Wednesday, July 07, 2010

The secret of great comedy - timing

Those very expensive-looking Nike TV ads for the World Cup might appear to have been some kind of jinx.


The three 'stars' they chose to highlight in the series were Cristiano Ronaldo (at least played quite well, and scored one rather stylish goal [late on, against a demoralised North Korea, but still....], but was leading a weak team who never had much prospect of getting beyond the last 16), Fabio Cannavaro (played quite poorly, and saw his has-been team humiliated by first-round elimination), and...... Wayne Rooney (hardly got a worthwhile kick all tournament, and went home after a drubbing by Germany in the first knockout round).

And in Rooney's skit, they envisaged his defining moment as sprinting the length of the field to put in a saving tackle to thwart a dangerous breakaway by Franck Ribéry in the last minute of the Final. Yeah, right. That was never the likeliest of scenarios, was it? Talk about the bizarro universe! Poor old Franck had a worse tournament than any of them - but because he has so consistently failed to reproduce his Bayern Munich form for his country over the last few years, and because the French coach, Raymond Domenech, is such a complete laughing stock in the footballing world..... well, at least no-one was watching as France finished bottom of their group and revealed themselves to be the worst team taking part. Whereas Looney Rooney's wretched non-performances were amongst the top talking points in the first half of the tournament.

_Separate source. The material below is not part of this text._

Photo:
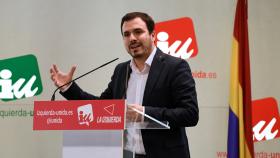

Yes, unfortunate for the sponsors that their three chosen 'poster boys' - and their teams - were all such catastrophic flops in South Africa. I dare say it caused some scheduling problems with the ad campaign: they gamely persisted in running these ads while the featured players were performing so poorly, but..... once their teams had been eliminated, they had to pull them. And then, for a while, there were no Nike ads at all.

Ah, but then, they dug up another one. Perhaps it had always been planned this way. Version No. 4 featured the Brazilian striker Robinho; and it was always a pretty fair bet that Brazil would still be involved in the last week of the competition.

So, it seems Nike's ad agency had scheduled the Robinho slots to begin (at least, here in China) this week. In fact, the first one I saw was last Saturday. That's right - the day after Brazil got knocked out by Holland!



I suspect Nike have wasted quite a lot of money on this campaign. Here in China, at any rate, they seem to have cancelled the Robinho slots, but not replaced them with anything else.




That was one of the beauty's of that 'Cage' series of ads they did a few years back (was that Nike or Adidas or??), with a sinister Zinedine Zidane hosting a clandestine five-a-side tournament in the bowels of a rusting freighter: a range of players were involved in each episode, rather than just one; and they were competing in an unreal environment, for a non-existent 'team', rather than being closely identified with the fortunes of their national team in the current tournament. I trust Nike - and others - will learn the lesson for next time.




[By the way, my World Cup discussion thread has now surpassed 100 comments - although the great majority of them have been my own. I have 'changed horses', renouncing my original favourites Spain more for their odious gamesmanship than their patchy form, and siding instead with the land of my maternal ancestors, Germany. I had hoped that Uruguay could keep Holland out of the final too, but alas they weren't quite up to it. The Dutch, in this tournament, have not played very attractive football, and have become even bigger cheats than the Spaniards. Boo! Boo!]